Solo questione di vaselina

Ho letto un comunicato stampa dei lavoratori della RAI che si sono schierati a favore del NO nel prossimo referendum costituzionale. Fin qui niente di male; tutte le opinioni in materia vanno rispettate essendo tale rispetto alla base del principio democratico.

Tale presa di posizione richiede comunque qualche commento.

La prima è che una azienda di informazione, peggio ancora se finanziata con i soldi di tutti i contribuenti, dovrebbe astenersi di prendere delle posizioni politiche, onde evitare imbarazzi come quelli registrati dai media americani.

La seconda è la spiegazione di tale presa di posizione a dir poco confusa dal punto di vista deontologico e politico.

Si legge nel comunicato che la riforma porterà “un grave squilibrio democratico” e lo si spiega in questo modo: “I quattro membri delle due camere saranno la massima espressione del governo in carica e non frutto di una rappresentanza democratica perché i 2/3 del Parlamento saranno nominati dai partiti e al Senato non ci sarà più l’elezione dei membri ma saranno consiglieri regionali scelti secondo criteri ancora poco chiari.

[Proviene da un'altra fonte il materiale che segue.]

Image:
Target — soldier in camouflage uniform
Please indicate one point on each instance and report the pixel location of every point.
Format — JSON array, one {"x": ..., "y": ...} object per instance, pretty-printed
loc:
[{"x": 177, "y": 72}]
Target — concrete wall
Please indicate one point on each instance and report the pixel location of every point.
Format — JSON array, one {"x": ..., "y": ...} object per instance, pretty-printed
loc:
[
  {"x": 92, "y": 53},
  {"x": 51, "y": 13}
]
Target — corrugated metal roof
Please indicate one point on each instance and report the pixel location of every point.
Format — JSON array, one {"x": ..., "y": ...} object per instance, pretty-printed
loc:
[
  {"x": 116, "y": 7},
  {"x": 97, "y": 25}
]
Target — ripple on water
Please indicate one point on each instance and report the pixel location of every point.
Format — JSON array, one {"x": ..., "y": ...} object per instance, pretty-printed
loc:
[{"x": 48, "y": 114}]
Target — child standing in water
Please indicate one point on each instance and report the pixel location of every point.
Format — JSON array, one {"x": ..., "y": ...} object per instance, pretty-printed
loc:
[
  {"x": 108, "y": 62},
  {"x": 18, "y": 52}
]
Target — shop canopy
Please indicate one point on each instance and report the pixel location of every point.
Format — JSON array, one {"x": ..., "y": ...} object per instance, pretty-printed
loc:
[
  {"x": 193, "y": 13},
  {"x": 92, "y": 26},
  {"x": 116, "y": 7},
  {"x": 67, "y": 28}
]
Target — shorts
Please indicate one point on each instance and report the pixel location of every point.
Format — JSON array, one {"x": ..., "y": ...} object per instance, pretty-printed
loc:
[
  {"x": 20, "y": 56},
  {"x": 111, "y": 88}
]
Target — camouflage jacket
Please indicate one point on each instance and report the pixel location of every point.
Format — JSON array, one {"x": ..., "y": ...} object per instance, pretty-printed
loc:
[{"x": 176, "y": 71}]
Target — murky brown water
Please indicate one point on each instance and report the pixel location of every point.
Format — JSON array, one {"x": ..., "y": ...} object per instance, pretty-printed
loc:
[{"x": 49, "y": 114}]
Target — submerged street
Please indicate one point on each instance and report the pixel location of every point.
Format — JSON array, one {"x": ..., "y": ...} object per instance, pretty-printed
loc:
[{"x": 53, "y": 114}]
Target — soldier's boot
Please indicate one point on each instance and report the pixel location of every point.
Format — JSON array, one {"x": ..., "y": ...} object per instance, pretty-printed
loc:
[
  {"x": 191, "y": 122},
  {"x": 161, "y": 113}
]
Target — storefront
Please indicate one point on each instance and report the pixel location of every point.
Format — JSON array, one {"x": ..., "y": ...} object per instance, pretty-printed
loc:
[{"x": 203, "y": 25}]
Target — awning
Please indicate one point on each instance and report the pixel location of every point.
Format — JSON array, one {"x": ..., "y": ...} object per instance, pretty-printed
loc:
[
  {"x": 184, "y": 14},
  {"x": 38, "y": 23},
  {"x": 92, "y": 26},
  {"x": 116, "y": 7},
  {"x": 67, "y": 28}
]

In tal modo si garantirà al presidente del Consiglio che vincerà le elezioni anche il totale controllo della Rai”.

Capito? Sono preoccupati perché si rimette in discussione il criterio delle lottizzazioni, non l’esistenza delle lottizzazioni, cioè la sottomissione della RAI a criteri esclusivamente politici e non meritocratici. Infatti nello stesso comunicato scrivono che la vittoria del SI avrebbe effetti negativi “peggiorando oltremodo l’attuale condizione di sudditanza nei confronti di partiti e dai conflitti di interessi”. Capito? Lo sanno che la sudditanza che squalifica giornalisti e giornalismo esiste da tempo.

Dicono infatti di votare contro il governo solo per combattere un peggioramento di una “condizione di sudditanza nei confronti di partiti” che già esiste, sanno che esiste, hanno accettato e contro la quale non si sono mai ribellati. Come dire, non è piacevole, ma va bene così.

Qui le implicazioni democratiche non centrano, si tratta solo di difendere l’uso della vaselina sotto forma di stipendi faraonici e promozioni dovute al protettore politico ormai consolidato. La vittoria del SI cambierebbe il deretano da leccare e questo potrebbe creare problemi in quanto potrebbero trovarlo già occupato.